Aos 54 anos, garçom Francisco Arleudo, do Bar Beirute, morre vítima da covid-19

Francisco estava internado por causa da doença desde sexta-feira (18/6). Infecção provocou um quadro de insuficiência respiratória e, nessa quarta-feira (23/6), o paciente não resistiu

Ana Maria da Silva
postado em 24/06/2021 00:21 / atualizado em 24/06/2021 00:27
Francisco era figura conhecida no tradicional Bar Beirute -  (crédito: Arquivo Pessoal)
Francisco era figura conhecida no tradicional Bar Beirute - (crédito: Arquivo Pessoal)

Morreu, aos 54 anos, o garçom Francisco Arleudo Madeira Siqueira, do Bar Beirute. Ele estava internado no Hospital São Mateus, no Cruzeiro Velho, com covid-19. A família informou que o óbito ocorreu na noite dessa quarta-feira (23/6), devido a um quadro de insuficiência respiratória.

Os primeiros sintomas da doença surgiram na semana passada. Na manhã de terça-feira (23/6), Francisco deu entrada no hospital, onde ficou internado. Nora do garçom, a universitária Raiane Ferreira dos Santos, 27 anos, contou ao Correio que os sintomas do sogro ficaram mais fortes na sexta-feira (18/6). Na ocasião, a família decidiu levá-lo ao Hospital Céu Azul, em Valparaíso (GO).

Nessa terça-feira (23/6), Raiane contou que, no momento da internação, parentes de Francisco pediram que fosse feito um exame para detecção da covid-19. "O teste de sangue e deu negativo, mas o médico pediu para ele continuar no hospital, porque estava com a saturação baixa. Acharam que era dengue", relata a estudante.

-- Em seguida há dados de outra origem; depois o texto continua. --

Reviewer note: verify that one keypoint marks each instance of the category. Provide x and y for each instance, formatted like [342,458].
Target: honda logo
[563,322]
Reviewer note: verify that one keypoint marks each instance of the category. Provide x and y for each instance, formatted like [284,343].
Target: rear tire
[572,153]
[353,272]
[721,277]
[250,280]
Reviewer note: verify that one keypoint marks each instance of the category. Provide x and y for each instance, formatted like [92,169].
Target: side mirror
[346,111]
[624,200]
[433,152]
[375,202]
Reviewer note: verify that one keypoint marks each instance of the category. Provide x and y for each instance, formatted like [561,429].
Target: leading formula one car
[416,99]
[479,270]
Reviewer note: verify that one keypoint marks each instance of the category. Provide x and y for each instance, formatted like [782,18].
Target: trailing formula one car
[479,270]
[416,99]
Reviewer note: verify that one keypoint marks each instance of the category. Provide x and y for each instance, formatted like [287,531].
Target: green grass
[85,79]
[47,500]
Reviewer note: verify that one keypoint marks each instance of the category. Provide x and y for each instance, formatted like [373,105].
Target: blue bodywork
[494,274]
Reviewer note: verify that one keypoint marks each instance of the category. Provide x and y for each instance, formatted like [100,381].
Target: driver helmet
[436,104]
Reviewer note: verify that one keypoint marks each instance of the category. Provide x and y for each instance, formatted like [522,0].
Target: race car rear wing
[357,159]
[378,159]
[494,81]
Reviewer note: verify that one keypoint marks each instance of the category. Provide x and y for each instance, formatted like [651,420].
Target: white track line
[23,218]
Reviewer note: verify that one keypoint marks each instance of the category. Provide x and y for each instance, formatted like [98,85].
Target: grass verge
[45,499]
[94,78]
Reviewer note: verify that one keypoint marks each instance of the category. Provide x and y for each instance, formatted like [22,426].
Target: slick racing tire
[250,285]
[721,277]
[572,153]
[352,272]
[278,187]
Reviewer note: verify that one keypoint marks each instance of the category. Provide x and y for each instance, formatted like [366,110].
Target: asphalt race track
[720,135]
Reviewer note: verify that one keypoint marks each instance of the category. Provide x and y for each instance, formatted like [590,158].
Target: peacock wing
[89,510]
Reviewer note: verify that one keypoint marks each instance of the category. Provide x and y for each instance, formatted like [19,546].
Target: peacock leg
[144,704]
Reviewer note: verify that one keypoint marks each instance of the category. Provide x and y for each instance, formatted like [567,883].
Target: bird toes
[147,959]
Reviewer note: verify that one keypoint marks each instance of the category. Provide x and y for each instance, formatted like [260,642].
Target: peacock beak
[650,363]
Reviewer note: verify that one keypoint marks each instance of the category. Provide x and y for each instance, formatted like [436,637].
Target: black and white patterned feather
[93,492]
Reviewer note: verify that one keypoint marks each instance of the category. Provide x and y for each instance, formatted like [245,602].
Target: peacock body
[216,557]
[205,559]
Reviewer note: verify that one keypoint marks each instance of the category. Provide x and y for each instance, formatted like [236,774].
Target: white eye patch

Nos dias seguintes, a falta de ar complicou o estado de saúde do paciente, que precisou ser levado para outra unidade de atendimento, pois o hospital de Valparaíso não tinha o suporte necessário, como unidade de terapia intensiva (UTI). "Ele (Francisco) entrou em uma lista de espera para ser transferido, mas a família optou por entrar com um pedido de liminar junto ao Ministério Público. Por meio disso, conseguimos uma vaga no hospital São Mateus", detalhou Raiane.

Após a transferência, o quadro de Francisco piorou. Ele teve quatro princípios de paradas cardíacas desde a primeira internação. "Tentamos fazer uma transferência na segunda-feira (21/6), mas ele não conseguiu", relatou a jovem. Em virtude do quadro de covid-19, o enterro seguirá as restrições definidas pelos cemitérios e não poderá ter aglomeração.